The most aPEELing cake! If you love giant fruit cakes (we’re talking cakes that look like fruit) as much as we do, these cakes will have you going bananas!
To make these giant banana cakes extra aPEELing, I stacked them with banana cake (of course) and a rich chocolate ganache (aren’t chocolate and bananas the best combo?). The cakes were covered in pale and bright yellow fondant to create the banana interior and peels then textured and painted with vanilla to create realistic ripeness.
Cake
Icing
Decorations
Line your pans with parchment paper and preheat your oven to 350 degrees Fahrenheit. Prepare 16lbs of Yo’s Banana Cake batter then divide it evenly into two 11x15” cake pans. Bake each for 1 hour and 40 minutes or until a toothpick comes out clean. Let your cakes cool completely in their pans before removing.
Remove your cakes from their pans then level each and remove the caramelization from the bottoms.
Use circle cutters to cut 3” and 3 ¼” circles from the cake sheets.
Use Sir Squeeze A Lot to soak all of your cake circles with simple syrup then let them sit for a couple of minutes to absorb.

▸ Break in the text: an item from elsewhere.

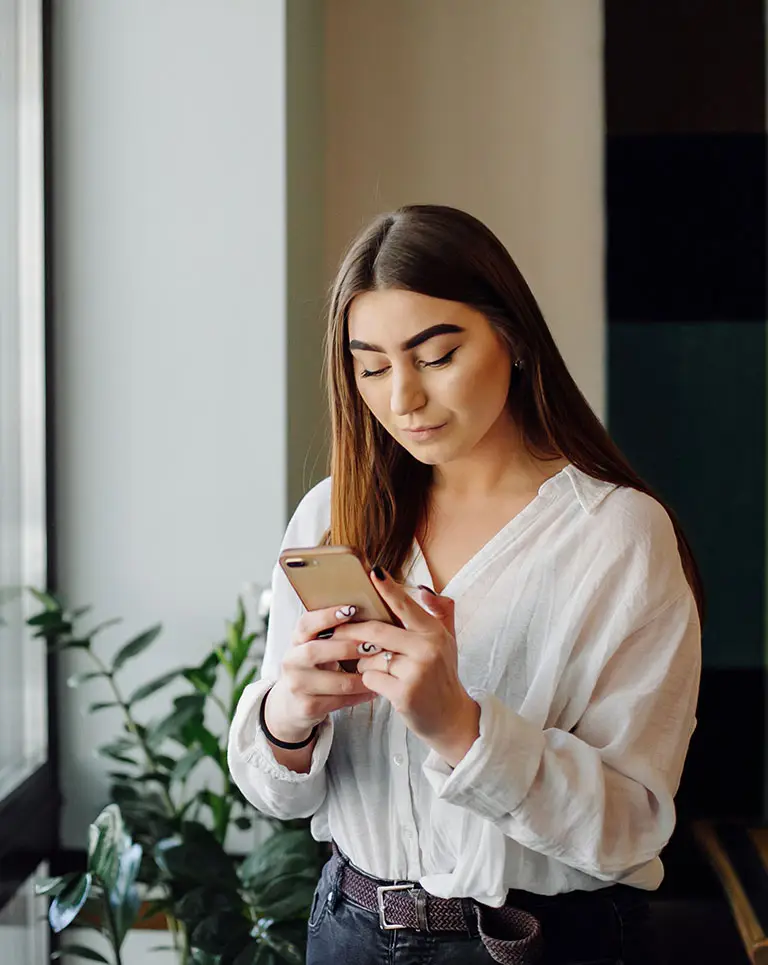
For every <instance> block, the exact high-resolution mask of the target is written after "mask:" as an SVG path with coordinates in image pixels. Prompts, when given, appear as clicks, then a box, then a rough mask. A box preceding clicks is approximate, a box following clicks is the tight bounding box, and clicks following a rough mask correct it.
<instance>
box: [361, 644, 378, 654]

Unlike a regular cake, these cakes will be assembled on their sides (so that the banana is laying down). Use chocolate ganache to glue your circle together with the smaller circles at the ends. You’ll need to cut some of your circles on a diagonal to get the curve of the banana. Repeat the same steps to create your second banana.
Use a small serrated knife to carve your cakes so that one looks like an unpeeled banana with more angled lines along the curve and the other like a peeled banana - smoother overall.
Crumb coat your cakes with chocolate ganache then chill them in the fridge until firm. Remove your cakes from the fridge then ice again but this time, create angles with the ganache on the unpeeled banana to resemble the lines on a real banana’s skin. Ice the peeled banana again creating angles only halfway up.
Roll out some pale yellow fondant super thin (about ⅛”). Cover the top of your peeled banana with the fondant then trim away any excess. Use a veining tool to create long lines along the length of the banana then add shorter horizontal lines in between the long lines. Place it in the fridge to chill.
Take your other banana out of the fridge. Roll out your bright banana skin yellow fondant then drape it over the whole banana. Smooth and tuck it under the edges and trim away the excess. Use a fondant smoother to smooth it out and emphasize the angles. Fold the fondant at one end to create a nub.
For the stem of the banana, insert a hollow dowel under the fondant into the cake and wrap the fondant around the dowel. Use a fondant smoother to accentuate the lines.
Take your peeled banana cake out of the fridge. Cover the half of the banana that already has pale yellow fondant with another super thin layer of the pale fondant then wet the surface of the new layer. Roll out your darker yellow fondant and cover the whole banana with the sheet then use a sculpting tool to create lines accentuating the angles. Carefully cut through the lines (through both yellows) and peel back the fondant like a real banana.
NOTE: If you accidentally cut through the banana fondant, use some excess to patch and repair then re-texture it.
Use your veining tool again to create the same line detailing you did on the banana itself onto the inside of the banana peel then add shallow cuts to the inside of the peels. Clay extrude super thin strips of light yellow fondant and roll them out flat then add them to the peel.
Paint the inner banana with vanilla as well as inside the peeled back skin.
Use a dry brush to brush on some citrine lustre dust onto the end of the banana (around the nub) and the stem. Cut away any excess fondant around the stem dowel then paint it dark brown (where the banana attaches to the bunch) as well as the end nub.
Use brown gel color to add nicks and bruises with wet and dry brushes. Use a mix of pure and diluted gel coloring to create depth. Use a real banana as a model.